Der Sturmkönig: Titanic-Kapitän Edward John Smith
"Now it`s every man for himself", ab jetzt ist jeder für sich selbst verantwortlich: Es ist der letzte Befehl an seine Crew, der von Edward John Smith überliefert wurde, dem Kapitän der Titanic. Die Fahrt sollte die Krönung seiner Laufbahn werden.
14.04.2012
epd
Ulrike Krickau

Die Funker waren die letzten, die den Kapitän der Titanic sahen. Edward John Smith dankte ihnen für ihren Einsatz und entband sie von ihren Dienstpflichten. Es ist kurz nach zwei Uhr in der Nacht vom 14. auf den 15. April 1912, das Wasser steht nur noch rund drei Meter unter dem Promenadendeck. Der 62-Jährige verlässt den Funkraum aufrecht, noch immer kaum gebeugt. Danach verliert sich seine Spur.

Es hätte der Höhepunkt einer bemerkenswerten Karriere werden sollen, als der "Kapitän der Millionäre" vor 100 Jahren, am 10. April 1912, mit der RMS Titanic in See stach. Die Jungfernfahrt des seinerzeit größten und luxuriösesten Schiffes der Welt war ein gesellschaftliches Ereignis von Rang, fünf der reichsten Männer sollten mit der Titanic untergehen.

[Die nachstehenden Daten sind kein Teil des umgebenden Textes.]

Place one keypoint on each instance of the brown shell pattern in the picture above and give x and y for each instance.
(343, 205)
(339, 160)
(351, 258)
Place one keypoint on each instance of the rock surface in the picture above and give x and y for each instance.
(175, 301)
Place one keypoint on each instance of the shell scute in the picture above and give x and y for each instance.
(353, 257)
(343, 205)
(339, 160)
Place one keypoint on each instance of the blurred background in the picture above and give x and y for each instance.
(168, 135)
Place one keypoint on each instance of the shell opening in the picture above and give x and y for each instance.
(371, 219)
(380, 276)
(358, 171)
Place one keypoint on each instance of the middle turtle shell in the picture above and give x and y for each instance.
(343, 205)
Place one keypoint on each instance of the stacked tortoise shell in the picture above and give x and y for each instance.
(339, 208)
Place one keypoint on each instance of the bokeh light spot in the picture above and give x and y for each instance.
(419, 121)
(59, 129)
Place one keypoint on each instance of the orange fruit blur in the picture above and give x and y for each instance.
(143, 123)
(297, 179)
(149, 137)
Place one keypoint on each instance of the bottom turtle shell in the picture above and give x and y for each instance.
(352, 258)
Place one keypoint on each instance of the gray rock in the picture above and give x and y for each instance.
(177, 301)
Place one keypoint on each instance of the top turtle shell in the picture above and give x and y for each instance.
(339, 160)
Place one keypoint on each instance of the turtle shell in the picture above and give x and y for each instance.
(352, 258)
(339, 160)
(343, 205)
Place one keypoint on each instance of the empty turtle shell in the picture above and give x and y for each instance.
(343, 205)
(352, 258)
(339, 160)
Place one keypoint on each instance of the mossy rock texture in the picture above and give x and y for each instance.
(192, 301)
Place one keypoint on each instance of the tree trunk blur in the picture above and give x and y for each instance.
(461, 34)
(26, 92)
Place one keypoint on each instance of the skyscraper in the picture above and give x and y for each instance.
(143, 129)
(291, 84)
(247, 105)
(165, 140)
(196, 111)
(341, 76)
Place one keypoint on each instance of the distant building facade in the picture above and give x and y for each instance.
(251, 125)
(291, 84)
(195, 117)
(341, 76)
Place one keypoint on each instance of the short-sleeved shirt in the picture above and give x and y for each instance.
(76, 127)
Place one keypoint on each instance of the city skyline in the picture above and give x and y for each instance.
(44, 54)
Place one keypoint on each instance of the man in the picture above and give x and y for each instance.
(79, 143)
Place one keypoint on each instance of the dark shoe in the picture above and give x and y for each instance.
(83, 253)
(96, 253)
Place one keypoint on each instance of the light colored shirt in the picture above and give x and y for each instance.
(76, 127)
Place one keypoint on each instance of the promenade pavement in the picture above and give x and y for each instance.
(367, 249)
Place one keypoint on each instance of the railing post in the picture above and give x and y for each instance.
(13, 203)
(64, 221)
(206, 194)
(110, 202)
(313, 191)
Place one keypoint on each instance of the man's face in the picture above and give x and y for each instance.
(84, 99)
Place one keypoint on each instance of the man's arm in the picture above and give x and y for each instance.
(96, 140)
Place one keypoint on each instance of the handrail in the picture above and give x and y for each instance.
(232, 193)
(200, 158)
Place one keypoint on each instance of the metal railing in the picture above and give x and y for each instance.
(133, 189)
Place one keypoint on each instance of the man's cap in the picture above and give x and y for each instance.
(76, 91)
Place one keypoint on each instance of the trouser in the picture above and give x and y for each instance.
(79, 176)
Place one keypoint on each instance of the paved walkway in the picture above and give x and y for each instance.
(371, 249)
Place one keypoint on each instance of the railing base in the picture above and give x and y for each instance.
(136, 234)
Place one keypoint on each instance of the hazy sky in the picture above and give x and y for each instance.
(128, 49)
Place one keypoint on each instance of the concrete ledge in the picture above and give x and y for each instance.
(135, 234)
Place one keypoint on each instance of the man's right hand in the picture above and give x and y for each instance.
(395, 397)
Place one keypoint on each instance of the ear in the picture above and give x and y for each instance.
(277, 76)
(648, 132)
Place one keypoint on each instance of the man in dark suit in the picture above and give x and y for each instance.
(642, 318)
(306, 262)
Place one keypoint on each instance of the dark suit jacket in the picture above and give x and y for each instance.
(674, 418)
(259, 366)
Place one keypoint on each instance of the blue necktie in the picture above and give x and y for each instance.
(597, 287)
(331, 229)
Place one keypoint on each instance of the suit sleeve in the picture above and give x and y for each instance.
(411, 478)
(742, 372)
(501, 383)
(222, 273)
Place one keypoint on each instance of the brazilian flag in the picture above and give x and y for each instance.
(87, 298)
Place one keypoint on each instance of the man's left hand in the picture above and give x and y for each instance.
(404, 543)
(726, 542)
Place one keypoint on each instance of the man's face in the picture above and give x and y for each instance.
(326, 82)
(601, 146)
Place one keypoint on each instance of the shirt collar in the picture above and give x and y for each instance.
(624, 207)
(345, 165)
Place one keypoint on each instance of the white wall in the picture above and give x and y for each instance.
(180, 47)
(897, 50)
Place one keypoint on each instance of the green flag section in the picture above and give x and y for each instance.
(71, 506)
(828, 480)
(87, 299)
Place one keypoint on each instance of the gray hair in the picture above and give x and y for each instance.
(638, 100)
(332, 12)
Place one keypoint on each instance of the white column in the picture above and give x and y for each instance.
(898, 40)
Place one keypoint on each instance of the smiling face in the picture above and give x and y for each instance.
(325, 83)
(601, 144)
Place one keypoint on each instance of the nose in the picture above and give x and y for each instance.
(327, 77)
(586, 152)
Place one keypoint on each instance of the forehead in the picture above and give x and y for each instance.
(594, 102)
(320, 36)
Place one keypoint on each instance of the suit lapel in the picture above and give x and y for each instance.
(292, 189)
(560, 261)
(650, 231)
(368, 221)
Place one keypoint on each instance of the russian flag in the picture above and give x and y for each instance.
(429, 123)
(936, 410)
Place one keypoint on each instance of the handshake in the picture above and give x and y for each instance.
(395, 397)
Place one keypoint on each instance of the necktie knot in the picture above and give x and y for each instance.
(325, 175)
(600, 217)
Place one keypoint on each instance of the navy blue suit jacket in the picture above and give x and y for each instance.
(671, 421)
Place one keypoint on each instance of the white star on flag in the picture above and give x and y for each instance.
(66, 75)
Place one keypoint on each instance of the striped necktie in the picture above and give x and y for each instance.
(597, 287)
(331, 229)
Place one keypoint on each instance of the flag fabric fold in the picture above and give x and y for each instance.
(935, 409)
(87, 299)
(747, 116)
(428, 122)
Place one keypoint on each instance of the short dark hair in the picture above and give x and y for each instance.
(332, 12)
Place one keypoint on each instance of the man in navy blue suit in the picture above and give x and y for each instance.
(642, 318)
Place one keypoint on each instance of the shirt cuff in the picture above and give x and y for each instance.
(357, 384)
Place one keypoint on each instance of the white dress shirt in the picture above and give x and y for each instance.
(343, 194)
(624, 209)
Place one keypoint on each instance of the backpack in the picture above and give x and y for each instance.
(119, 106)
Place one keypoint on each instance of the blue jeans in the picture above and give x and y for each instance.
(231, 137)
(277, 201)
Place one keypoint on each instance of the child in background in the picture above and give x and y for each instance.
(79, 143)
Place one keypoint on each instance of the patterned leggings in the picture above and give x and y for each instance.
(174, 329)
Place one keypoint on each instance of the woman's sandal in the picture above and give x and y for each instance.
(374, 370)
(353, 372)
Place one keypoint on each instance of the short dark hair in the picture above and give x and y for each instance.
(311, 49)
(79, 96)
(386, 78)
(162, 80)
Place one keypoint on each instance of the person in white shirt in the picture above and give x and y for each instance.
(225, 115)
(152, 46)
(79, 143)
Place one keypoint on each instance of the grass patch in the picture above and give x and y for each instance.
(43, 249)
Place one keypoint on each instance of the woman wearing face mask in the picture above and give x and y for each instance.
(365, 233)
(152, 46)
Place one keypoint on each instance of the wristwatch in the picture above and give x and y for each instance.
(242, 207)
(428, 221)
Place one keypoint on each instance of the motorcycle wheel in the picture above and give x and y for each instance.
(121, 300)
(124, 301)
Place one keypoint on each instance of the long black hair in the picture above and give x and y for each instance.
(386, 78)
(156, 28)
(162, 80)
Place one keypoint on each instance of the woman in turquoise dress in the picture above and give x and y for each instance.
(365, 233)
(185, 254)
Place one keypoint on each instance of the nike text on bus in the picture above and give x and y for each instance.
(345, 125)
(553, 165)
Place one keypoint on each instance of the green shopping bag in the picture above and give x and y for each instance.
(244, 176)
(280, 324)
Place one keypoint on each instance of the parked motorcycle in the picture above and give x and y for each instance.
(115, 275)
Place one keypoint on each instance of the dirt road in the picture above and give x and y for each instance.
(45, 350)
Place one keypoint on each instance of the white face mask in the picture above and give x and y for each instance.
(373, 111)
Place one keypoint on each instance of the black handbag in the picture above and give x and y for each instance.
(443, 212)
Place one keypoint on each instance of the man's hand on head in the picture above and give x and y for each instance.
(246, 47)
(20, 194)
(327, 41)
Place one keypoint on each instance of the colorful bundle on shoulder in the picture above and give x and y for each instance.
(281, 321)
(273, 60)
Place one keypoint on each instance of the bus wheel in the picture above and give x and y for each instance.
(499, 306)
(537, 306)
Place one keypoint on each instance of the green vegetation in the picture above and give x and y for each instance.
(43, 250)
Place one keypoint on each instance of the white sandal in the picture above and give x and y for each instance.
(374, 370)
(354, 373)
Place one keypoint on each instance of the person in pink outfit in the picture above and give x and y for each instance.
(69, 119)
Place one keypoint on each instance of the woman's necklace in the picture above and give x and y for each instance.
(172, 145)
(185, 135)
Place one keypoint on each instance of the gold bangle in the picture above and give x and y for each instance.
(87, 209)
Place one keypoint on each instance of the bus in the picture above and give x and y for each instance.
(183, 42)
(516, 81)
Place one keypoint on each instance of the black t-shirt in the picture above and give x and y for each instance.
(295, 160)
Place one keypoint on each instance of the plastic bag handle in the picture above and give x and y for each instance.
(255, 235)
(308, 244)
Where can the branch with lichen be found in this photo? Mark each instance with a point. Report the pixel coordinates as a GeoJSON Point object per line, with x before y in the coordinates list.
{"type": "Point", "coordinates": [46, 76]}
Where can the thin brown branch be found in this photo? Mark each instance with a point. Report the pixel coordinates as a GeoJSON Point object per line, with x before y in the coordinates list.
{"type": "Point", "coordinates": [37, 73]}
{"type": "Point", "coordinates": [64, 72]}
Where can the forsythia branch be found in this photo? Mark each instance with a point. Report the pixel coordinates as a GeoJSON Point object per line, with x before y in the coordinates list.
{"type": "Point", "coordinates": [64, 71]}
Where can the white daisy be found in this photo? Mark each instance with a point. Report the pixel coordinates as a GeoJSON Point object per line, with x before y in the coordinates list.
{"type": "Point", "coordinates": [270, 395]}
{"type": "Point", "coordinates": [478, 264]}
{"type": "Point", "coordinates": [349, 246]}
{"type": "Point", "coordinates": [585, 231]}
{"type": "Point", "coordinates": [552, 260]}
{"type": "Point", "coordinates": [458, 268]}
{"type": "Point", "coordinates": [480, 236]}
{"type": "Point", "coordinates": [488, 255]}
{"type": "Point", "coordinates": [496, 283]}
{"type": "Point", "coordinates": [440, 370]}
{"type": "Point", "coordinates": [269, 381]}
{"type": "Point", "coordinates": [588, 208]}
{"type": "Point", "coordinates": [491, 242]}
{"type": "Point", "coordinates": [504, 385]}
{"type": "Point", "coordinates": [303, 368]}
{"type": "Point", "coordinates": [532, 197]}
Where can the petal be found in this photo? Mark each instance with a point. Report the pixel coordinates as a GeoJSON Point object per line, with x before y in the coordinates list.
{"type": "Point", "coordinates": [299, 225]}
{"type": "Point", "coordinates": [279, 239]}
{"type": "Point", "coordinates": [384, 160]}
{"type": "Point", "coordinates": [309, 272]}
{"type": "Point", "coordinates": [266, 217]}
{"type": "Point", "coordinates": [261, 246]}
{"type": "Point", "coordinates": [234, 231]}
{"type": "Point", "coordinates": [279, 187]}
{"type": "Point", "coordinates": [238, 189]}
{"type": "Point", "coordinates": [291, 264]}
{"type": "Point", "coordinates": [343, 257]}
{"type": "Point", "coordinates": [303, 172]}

Schneid, Eleganz und britisches Unterstatement

Kapitän Edward John Smith war der älteste und renommierteste Kapitän der White Star Line. Wer auf sich hielt, konnte von einigen Atlantiküberquerungen mit ihm berichten. Dabei war Smith in ärmlichen Verhältnissen am 27. Januar 1850 im britischen Hanley zur Welt gekommen. Sein Vater arbeitete in einer Keramikfabrik, spät hatte er geheiratet, eine Witwe aus der Nachbarschaft. Ihre Heiratsurkunde hatte sie mit einem Handabdruck signiert, wie es damals für Analphabeten üblich war.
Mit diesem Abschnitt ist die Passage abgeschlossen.